From the heights of Mt. Ebal, you can see the sea. I sit on my rocky perch and look out toward the distant blue smudge of the Mediterranean that hems the Israeli coast. When the wind is strong, you can even taste saltiness on the air. Despite its proximity to Nablus, the children of Balata have never been to the sea. As I walk around the Yafa Centre, I notice that the fantasy of the ocean clearly plays an important role in the imaginative consciousness of the kids. There are children’s paintings of figures standing in waves all over the walls. One of the volunteers shows me a short animation film produced by a local primary school class. It is called “La Vie Sous La Mer”, and is a glittery dreamscape of rippling turquoise water, where Palestinian starfish and Israeli octopus talk. In the children’s underwater kingdom, there is a wall which divides the sea into two halves, separating two enemies who were once brothers. In the final sequence, the wall disintegrates, and the two tribes of fish live together in technicolour harmony. Unfortunately, the physical barrier of the West Bank cannot be bypassed as easily, and the solid eight metres of apartheid wall is impermeable for any normal Palestinian. But these mental transgressions are what Balata children need. Escapism is an essential part of a childhood where violence and killing are routine. Ahmed explains how many of the children in the camp have severe psychological trauma from the bloodshed they have seen. Just a few years ago, these children were pushing past tanks and climbing over bodies to get to school.

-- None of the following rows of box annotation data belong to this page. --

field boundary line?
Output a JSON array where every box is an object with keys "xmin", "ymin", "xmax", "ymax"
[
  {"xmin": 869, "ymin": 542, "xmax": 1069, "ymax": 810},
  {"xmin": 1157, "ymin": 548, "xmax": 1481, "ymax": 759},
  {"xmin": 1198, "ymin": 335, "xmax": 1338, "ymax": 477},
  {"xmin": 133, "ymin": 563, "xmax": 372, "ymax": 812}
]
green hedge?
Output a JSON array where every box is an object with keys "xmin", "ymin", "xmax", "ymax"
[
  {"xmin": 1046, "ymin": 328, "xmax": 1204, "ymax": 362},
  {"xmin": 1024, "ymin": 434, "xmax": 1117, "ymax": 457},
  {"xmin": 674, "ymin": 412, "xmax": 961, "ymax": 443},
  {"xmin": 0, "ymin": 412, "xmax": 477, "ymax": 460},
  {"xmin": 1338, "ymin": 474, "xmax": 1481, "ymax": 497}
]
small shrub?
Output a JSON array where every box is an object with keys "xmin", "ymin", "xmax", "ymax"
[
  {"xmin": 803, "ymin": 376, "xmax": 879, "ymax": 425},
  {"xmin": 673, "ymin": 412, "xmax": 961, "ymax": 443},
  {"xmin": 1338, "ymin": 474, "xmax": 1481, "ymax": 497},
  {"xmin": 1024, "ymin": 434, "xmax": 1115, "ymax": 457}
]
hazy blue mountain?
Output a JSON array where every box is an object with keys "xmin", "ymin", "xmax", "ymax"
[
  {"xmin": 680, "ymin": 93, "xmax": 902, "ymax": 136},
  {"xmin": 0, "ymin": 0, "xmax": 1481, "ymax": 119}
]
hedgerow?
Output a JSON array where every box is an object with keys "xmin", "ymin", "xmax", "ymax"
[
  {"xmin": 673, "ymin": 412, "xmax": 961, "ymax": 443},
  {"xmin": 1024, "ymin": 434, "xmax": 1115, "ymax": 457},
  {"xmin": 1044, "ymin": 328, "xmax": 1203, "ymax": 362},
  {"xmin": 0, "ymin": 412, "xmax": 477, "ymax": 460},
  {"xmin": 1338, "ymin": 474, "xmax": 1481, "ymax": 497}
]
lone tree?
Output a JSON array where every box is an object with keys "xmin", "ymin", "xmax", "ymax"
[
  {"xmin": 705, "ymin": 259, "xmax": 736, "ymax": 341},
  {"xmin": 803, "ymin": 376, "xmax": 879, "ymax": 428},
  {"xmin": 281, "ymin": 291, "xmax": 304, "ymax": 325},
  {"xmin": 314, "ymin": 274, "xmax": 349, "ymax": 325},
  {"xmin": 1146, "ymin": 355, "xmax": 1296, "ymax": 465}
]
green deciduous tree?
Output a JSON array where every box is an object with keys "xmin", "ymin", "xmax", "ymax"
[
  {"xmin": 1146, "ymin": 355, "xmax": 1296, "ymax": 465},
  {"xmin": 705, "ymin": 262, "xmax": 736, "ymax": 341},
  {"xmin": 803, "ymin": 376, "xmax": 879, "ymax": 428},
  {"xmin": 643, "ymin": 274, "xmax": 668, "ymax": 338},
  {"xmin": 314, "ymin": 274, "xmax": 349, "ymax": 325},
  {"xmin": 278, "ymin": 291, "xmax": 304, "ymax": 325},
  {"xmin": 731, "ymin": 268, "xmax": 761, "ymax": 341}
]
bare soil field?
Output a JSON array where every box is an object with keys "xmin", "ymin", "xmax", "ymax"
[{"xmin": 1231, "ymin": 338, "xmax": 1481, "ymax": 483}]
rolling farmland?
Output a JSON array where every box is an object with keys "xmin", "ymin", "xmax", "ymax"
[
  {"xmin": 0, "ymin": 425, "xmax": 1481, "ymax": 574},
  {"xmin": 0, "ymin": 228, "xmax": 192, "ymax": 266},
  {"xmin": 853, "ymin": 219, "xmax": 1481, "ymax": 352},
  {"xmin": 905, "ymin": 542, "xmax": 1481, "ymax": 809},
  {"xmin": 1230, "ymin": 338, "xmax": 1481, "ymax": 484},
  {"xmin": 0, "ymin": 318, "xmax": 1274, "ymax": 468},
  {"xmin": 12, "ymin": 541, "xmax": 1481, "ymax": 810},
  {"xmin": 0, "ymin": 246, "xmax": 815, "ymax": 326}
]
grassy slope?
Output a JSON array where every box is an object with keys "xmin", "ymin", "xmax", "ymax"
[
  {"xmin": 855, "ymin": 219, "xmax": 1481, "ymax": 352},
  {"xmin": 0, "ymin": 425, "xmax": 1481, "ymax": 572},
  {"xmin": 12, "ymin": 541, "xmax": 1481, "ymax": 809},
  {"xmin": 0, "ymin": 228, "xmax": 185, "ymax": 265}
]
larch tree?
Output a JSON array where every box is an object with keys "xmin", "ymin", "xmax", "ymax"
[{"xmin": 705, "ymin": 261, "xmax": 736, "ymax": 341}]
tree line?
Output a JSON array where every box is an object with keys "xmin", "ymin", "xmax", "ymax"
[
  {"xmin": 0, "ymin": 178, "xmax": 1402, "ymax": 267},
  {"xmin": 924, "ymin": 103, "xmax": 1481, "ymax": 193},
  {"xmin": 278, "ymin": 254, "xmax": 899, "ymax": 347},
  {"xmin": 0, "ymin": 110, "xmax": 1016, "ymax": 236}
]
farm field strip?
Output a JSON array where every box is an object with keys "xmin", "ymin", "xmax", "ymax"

Life in Balata is about resistance. The people here will not be broken. Balata has a long history of insurrection: both intifadas were initiated by activist groups within the camp, and a strong spirit of defiance remains integral to the collective psyche. As the sun sets, gangs of shabab loiter on the streets, flicking cigarettes and fiddling with camera phones. These young men are eager to display their scars. One boy turns around and lifts his jumper, revealing a shiny patch of white scar tissue, horribly puckered and twisted, at the base of his back. This boy was fourteen when he was shot, hit by an Israeli sniper for throwing stones at an IDF jeep. For the residents of Balata, scars are the physical marks of resilience. They are badges of endurance, sported by young men like grisly medals of honour. Self-sacrifice is a key signifier in contemporary Palestinian identity, where heroic self-immolation and a readiness for martyrdom have become a powerful national metonymy.

A walk down Martyrs’ Road in the camp is a surreal experience. The walls are covered with sunbleached paper faces, the pale, defiant images of young boys toting massive AK47s. Their names are graffitied in the colours of the Palestinian flag throughout the camp, while the airbrushed glow of their pallid faces hangs on chains from the necks of friends and relatives. A mother stands, cross-armed, in front of one memorial, a white marble slab wreathed with plastic roses, for Noor Faris Njem, shot in the head as he peered round a wall. “This is my son”, she says, pointing at the gold-framed face of a fourteen year old boy. I ask her if she feels sad when she comes here, and her response is resolutely “No, the Israelis took three of my sons, I have no more tears left. I have nothing” Her face hardens, and she says, “we don’t mourn for them because they are in heaven with God. We don’t cry for them because they are not dead but in paradise”. In Palestine there is a fundamental principle of collectivity; there are communal tragedies and communal triumphs, and the lost sons of Balata embody both. The community here is an extreme example of this national togetherness, they share the common goal of independence, and they can never lose faith in it, because, as the bereaved mother of Noor Faris Njem said to me, “without Palestine, there is nothing”.